Na Bolom is een centrum voor de studie van de Lacandon Indianen, dat in de 50’er jaren is opgezet door Frans en Trudy Blom, een Deens-Zwitsers echtpaar. Zij hebben hier een ontmoetingsplek ingericht, een uitgebreide bibliotheek opgezet, oral history vastgelegd, en een museumpje met informatie over deze stam, die geacht wordt rechtstreeks van de Mayas af te stammen. Bovendien heeft Trudy het leven van de Lacandon in zo’n 55.000 foto’s vastgelegd. De Lacandon zijn traditioneel gekleed in witte lange jurken, hebben lang sluik zwart haar, en maken een zeer vriendelijke indruk. Zij leefden diep in het woud en zijn nooit door de Spanjaarden beinvloed. In het centrum, dat in een oude Hacienda/convento gevestigd is zijn een paar eenvoudige kamers, en daar logeren we. Na Bolom heeft een hele prettige sfeer, we zijn net op tijd voor de avondmaaltijd, die gezamenlijk aan een lange tafel wordt genuttigd. Met ons zijn te gast Treuda, een Amerikaanse moeder met dochter Ramona van 6 en een dame Marty, die we voor de grootmoeder houden, maar een vriendin blijkt te zijn. Het is een aardige kennismaking. Zij zijn Californisch, en hebben de laatste 6 weken in Oaxaca gewoond. Ook aan tafel schuiven 3 Lacandon Indianen, die even in de stad zijn om wat van hun ambachtelijke producten te verkopen. Zij  hebben gratis onderdak in het centrum. Hoewel ik mijn best doe krijg ik niet veel contact, behalve wat vriendelijk geglimlach. Na het eten gaan we vrij snel naar onze kamer, waar we een lekker haardvuurtje aanmaken. Want aangezien San Cristobal boven de 2200 meter ligt is het ’s avonds best fris.

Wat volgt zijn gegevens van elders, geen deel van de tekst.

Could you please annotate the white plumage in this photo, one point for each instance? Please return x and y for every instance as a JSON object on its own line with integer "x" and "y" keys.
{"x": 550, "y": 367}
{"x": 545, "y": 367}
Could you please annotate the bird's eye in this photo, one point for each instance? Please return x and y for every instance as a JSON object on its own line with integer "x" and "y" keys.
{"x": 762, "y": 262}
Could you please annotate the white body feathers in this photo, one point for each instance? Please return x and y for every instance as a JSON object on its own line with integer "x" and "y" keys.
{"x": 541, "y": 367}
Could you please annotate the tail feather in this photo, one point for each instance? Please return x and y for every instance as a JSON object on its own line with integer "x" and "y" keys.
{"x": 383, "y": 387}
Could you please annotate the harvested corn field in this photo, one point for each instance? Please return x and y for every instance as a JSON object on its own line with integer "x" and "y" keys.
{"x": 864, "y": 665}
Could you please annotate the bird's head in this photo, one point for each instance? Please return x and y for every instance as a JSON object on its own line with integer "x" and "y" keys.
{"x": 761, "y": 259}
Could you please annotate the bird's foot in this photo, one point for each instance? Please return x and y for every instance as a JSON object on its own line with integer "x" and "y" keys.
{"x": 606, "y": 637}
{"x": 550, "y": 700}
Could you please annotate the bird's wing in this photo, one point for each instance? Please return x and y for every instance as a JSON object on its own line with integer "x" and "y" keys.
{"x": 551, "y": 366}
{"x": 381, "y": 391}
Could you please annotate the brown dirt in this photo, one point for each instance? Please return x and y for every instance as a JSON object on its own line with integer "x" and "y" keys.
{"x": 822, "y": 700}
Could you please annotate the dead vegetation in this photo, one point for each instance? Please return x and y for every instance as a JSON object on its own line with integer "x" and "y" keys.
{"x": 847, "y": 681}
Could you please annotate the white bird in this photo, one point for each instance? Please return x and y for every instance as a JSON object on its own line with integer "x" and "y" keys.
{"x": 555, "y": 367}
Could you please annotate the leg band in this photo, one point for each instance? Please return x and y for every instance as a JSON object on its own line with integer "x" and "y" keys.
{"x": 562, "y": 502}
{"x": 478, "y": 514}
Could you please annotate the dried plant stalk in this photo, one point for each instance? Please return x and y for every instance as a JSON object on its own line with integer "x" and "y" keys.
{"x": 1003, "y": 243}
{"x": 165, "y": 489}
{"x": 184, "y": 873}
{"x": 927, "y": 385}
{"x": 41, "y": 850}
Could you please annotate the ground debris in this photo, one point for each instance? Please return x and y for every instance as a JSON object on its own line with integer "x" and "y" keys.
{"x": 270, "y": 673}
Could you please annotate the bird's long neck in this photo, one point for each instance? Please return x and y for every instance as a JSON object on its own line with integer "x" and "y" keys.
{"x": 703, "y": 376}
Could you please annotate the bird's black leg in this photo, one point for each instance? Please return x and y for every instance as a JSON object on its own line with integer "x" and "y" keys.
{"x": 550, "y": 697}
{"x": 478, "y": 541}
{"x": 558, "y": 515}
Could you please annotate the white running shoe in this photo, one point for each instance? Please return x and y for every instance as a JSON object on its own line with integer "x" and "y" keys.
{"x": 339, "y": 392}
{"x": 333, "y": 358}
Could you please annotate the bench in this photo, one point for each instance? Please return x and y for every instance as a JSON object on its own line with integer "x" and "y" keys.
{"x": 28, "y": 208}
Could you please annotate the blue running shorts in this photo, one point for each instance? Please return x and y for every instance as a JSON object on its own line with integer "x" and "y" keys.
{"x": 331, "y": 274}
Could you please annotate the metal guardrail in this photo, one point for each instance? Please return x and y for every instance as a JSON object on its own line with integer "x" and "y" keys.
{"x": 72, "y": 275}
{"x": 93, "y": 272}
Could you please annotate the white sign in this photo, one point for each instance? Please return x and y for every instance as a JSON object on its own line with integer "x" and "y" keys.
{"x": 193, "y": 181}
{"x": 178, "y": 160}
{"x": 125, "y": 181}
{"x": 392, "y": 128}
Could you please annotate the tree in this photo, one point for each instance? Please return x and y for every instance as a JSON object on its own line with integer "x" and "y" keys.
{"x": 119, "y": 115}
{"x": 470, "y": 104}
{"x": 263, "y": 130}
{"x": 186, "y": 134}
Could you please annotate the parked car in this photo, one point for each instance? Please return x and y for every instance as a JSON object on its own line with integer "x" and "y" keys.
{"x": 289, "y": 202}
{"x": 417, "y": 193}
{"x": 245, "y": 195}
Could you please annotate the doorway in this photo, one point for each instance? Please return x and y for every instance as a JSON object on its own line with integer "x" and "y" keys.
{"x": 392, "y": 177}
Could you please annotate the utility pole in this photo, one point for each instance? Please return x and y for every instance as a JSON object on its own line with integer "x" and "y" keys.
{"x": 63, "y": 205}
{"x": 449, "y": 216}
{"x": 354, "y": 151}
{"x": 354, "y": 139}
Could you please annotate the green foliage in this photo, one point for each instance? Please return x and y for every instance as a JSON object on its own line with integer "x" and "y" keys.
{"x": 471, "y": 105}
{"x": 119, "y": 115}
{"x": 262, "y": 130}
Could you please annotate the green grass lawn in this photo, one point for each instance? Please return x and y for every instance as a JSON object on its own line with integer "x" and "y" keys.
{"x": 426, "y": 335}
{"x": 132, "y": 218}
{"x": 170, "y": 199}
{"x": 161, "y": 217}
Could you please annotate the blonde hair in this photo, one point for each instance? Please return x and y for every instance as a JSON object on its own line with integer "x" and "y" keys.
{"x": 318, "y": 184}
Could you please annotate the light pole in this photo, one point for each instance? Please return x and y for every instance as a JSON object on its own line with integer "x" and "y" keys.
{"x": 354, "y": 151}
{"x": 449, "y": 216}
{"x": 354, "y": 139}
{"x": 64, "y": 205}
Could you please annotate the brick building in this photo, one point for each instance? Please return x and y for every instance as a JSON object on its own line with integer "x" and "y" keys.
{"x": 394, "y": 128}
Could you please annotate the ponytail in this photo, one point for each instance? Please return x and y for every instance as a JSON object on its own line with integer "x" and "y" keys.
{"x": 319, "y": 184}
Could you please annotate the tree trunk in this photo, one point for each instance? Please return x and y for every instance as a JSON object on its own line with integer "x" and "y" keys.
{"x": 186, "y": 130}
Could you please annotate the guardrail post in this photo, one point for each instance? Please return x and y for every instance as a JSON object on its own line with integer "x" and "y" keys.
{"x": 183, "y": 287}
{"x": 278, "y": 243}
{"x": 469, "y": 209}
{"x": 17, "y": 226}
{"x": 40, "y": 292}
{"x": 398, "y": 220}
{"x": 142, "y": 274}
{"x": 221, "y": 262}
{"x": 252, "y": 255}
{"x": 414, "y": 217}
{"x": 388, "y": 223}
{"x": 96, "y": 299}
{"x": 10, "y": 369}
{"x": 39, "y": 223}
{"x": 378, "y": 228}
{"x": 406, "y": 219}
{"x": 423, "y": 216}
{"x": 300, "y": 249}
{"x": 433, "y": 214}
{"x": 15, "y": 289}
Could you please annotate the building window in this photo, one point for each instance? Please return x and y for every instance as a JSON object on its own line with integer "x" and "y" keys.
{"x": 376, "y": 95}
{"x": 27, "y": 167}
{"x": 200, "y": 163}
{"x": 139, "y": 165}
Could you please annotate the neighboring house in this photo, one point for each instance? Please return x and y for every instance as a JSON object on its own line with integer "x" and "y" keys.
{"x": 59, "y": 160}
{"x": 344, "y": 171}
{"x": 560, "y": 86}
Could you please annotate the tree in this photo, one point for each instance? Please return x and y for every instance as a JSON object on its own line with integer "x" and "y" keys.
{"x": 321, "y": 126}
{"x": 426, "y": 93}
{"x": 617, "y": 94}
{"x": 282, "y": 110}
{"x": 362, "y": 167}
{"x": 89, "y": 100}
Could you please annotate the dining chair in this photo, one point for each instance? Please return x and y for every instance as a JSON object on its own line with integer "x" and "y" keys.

Ik schuif aan de overkant van de straat aan in een internetcafé en regel nog telefonisch ons vervolg-vervoer naar Palenque.

 

 

 

 

Donderdag wandelen we door San Cristobal, we gaan naar de Zacalo, het grote plein, en vervolgens naar een mooie ambachtsmarkt, waar de indianen hangmatten, haarbanden, houtsnijwerk, jurken en kleden verkopen. Na de lunch gaan we via de geweldige voedselmarkt naar een centrum voor Maya-geneeskunde. De markt is een feest van kleuren, allerlei fruit, bloemen, kippen en kalkoenen–geslacht en ongeslacht-, vis en vlees ligt ongekoeld op een bananenblad, manden met verse rode pepers, en mobiele telefoontjes. Het farmacie centrum valt een beetje tegen, omdat er helaas geen ‘life’ uitleg is. Een aardige kruidentuin, waarin we een flink aantal planten herkennen uit onze homeopathische methodes, en een paar nieuwe zien. Het leukste is een film over een bevalling op zijn indiaans. Het wordt hier geregeld door een vroedvrouw, de moeder krijgt bouillon te drinken met kruiden, er wordt wierook gebrand om haar te helpen ontspannen en een zwarte kip wordt over haar buik gezwierd om de boze geesten weg te houden. Als het moment daar is gaat ze op haar knieën zitten, en terwijl ze met haar armen aan de nek van haar man hangt perst ze het kind er uit. De nageboorte wordt met een ritueel begraven in een diep gat.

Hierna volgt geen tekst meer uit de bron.